Culturebox

Don’t Be So Gullible, McFly

Have we really solved one of Back to the Future’s most enduring mysteries?

Michael J. Fox and Christopher Lloyd in Back to the Future 

Hard-core fans of Back to the Future got a bit of a raw deal. Where the Star Wars nerds and Trekkies each had at least half a dozen films to go with countless book spinoffs, TV series, and comics, we had only the original BttF trilogy, a few video games, and a better-left-forgotten cartoon series. (Yes, I know there are also three novelizations —they hold a proud spot on my bookshelf.) With such a paucity of content to pore over, there’s little discord within the fan community and relatively few mysteries to argue about.
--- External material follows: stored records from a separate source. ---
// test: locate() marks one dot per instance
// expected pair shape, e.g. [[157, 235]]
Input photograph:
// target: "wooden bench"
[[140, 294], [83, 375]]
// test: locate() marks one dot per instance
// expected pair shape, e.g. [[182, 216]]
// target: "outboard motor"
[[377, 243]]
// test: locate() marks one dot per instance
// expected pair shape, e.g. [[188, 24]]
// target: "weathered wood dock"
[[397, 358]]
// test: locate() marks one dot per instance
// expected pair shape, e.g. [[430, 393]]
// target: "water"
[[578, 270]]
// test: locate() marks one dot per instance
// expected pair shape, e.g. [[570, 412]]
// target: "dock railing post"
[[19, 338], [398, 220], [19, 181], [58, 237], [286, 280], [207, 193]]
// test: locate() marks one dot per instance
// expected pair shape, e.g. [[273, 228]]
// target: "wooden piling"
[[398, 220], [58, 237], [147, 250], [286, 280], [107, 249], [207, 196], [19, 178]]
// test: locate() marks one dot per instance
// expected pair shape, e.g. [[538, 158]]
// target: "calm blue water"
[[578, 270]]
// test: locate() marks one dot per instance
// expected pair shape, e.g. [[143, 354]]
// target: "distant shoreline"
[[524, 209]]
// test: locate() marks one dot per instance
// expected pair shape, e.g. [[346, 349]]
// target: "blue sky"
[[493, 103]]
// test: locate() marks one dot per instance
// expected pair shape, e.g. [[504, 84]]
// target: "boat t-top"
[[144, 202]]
But there are a few: Is the bum named Red in 1985 the same person as Mayor Red Thomas from 1955? (He’s not.) Why does Marty’s paternal great-great-grandmother from Part III look so much like his mother? (Is there a history of incest in the McFly family?) And, most vexing of all, why would a crazy old scientist be friends with a teenager?

It was apparently a slow news day on Wednesday, because one of the stories making the rounds was that there was finally an explanation for the friendship between Doc Brown and Marty McFly. After the question was posed on Mental Floss, a commenter claiming to be Bob Gale, co-writer and producer of the trilogy, gave the somewhat mundane explanation that a young Marty had heard Doc was dangerous, so “being a red-blooded American teenage boy,” he sneaked into his lab, and they somehow became friends as a result.
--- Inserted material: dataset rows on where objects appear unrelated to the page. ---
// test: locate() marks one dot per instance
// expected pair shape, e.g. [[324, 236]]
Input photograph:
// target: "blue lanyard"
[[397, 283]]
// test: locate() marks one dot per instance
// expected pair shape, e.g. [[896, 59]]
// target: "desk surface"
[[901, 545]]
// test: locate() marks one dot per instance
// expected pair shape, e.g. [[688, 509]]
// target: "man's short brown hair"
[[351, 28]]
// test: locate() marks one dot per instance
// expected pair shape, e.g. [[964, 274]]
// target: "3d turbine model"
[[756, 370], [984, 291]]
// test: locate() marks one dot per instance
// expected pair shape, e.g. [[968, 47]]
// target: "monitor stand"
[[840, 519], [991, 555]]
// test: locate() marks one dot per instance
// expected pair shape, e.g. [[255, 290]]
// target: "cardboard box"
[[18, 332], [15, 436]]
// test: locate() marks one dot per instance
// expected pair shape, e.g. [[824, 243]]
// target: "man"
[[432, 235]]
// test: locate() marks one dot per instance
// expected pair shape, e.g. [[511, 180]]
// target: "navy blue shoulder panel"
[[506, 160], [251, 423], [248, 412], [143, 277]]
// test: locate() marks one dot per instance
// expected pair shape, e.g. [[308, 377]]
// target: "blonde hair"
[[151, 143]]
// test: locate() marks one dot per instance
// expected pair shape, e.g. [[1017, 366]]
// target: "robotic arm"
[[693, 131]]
First off, no one on the Internet knows you’re a dog, or whether you’re really Bob Gale. To be fair, the explanation given on Mental Floss isn’t far off from what the real Bob Gale said on Facebook in April, but I’ve seen enough Internet hoaxes to say I’ll wait for a picture of him holding a sign that says “Yes, it’s me” with today’s newspaper before I buy it completely. (Update, Aug. 19, 2011: OK, so here’s Bob Gale holding a sign that says, “Yes, it’s me.”  But where’s my newspaper?)

Why else might Doc and Marty have become friends? An early draft of the script (available online) provided a quick explanation that Doc hired Marty to sweep his garage, and an even earlier draft (also available online) had the two running a video-pirating business together. Other drafts also had Doc building the time machine out of a refrigerator and Marty returning to a present-day where Doc had made a fortune building robot servants that run on Coca-Cola—so these rejected scripts shouldn’t be taken as gospel.

Some of the commenters at Mental Floss brought up a competing theory, that Doc was friends with Marty because he remembers meeting him in 1955. But this doesn’t seem credible, since according to the rules of space-time physics established within the film—namely that alternate realities are spawned by time travel, and there’s no Terminator-esque loops—the story begins in a timeline where Marty hasn’t traveled back to the 1950s, as evidenced by the fact that his parents are still losers. The version of Doc we meet at the end of the movie was indeed part of the revised timeline, and thus remembered Marty perfectly well—although he probably had a few awkward years where he had to pretend that he didn’t. (As for Marty’s parents, they must have been surprised when their son grew up to look exactly like the guy who got them together.)

In the late-1990s, there was a rumored prequel in the works called Back to the Beginning, which involved a young Marty becoming friends with Doc. Bob Gale (the real one) has denied that he had anything to do with this project, if it even existed at all, noting that a Back to the Future film that took place before Doc had invented the time machine would be pretty boring.

Personally, I never found the relationship between Doc and Marty that implausible. Friendships between local scientists and young boys have been firmly set in the public consciousness since at least the days of Watch Mr. Wizard. An early draft the film called Doc’s character “Professor Brown,” but producer Sid Sheinberg demanded that it be changed—presumably because this boy-professor bond was already a cliché, having been parodied in Peabody’s Improbable History, Police Squad! and other programs.

Still, according to Wikipedia, Gale and director Robert Zemeckis had trouble making Marty and Doc’s friendship seem believable until they added the scene where Marty plays guitar on the giant speaker. Wait, why did Doc have that giant speaker in his laboratory? Did Marty go in there and turn the knobs all the way up at 8 a.m. on a regular basis? I love overanalyzing a movie as much as the next guy, but I’m perfectly happy with the explanation that Doc and Marty are friends because they are.